Statistics & Analysis Jargon Accordion Closed
- Significant Results – ONLY to be used when running statistics and talking about confidence intervals and/or p-values.
- Examples: XYZ shows a 3% lift in persistence and is statistically significant.
- A higher persistence in XYZ students because of our program is significant.
- There was a significant difference from the NAU populate and the XYZ group.
- Examples: XYZ shows a 3% lift in persistence and is statistically significant.
- Lift/Difference/Percentage Difference – Used to describe the difference or gap between two groups. This gap can or cannot be statistically significant.

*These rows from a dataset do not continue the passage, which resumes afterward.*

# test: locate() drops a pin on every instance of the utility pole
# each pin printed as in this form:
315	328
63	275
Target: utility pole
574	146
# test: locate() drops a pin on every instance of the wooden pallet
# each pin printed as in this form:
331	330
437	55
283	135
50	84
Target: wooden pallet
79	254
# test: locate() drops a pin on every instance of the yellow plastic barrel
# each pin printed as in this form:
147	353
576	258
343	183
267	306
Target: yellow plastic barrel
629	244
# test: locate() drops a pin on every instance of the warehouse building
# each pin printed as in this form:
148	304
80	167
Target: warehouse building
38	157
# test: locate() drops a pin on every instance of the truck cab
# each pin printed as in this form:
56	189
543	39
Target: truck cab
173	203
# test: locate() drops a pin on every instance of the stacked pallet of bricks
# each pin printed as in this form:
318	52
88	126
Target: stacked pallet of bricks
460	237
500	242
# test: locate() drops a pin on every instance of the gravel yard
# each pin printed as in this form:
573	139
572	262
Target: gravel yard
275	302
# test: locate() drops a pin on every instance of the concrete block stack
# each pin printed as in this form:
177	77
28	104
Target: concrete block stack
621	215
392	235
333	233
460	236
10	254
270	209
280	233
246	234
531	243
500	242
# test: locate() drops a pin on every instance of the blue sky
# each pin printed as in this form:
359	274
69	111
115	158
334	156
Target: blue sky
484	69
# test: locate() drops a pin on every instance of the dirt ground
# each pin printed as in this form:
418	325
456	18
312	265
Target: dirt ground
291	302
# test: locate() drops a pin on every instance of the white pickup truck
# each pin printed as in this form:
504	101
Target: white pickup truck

- Example: XYZ shows a 3% lift in persistence for ABC students which is (or is not) statistically significant.
- Students who enrolled in XYZ averaged a 5% increase(decrease) in persistence.
- Percentage Points – This is the overall score. This is NOT the difference or lift between the groups.
- Example: Students who took XYZ course had a persistence rate of 65%.
- Confidence Interval (CI): The likelihood that you are correct. This is how confident you are in your data. 90 or 95% is the general default for CI’s.
- Example: I am 95% confident that the lift in the students who took NAU 100 was 4%.
- P-value: The likelihood that you are wrong. This is not yet in a percentage; general form will look like 0.04.
- Example: XYZ shows a 3% lift in persistence and is statistically significant with a p-value of 0.02.
- Trend: the increase, decrease, or no change in a set of variables. This does not have to be statistically significant.
- Example: There is a positive trend in persistence when XYZ is met.
- Correlation: how much, or if, a variable is dependent on another. NOTE: this can be just a trend and if you are not stating that it is statistically significant you can infer this from graphs or numbers.
- Example: There is a positive correlation between the XYZ program and the student’s retention.
- Population: The entire data set. The entire NAU student body is a population.
- Example: The average GPA for the population is X.XX while the average GPA for the XYZ group is Y.YY.
- Data Set: The collection of data the will be used to run an analysis.
- Example: Our data set contains only student in our program.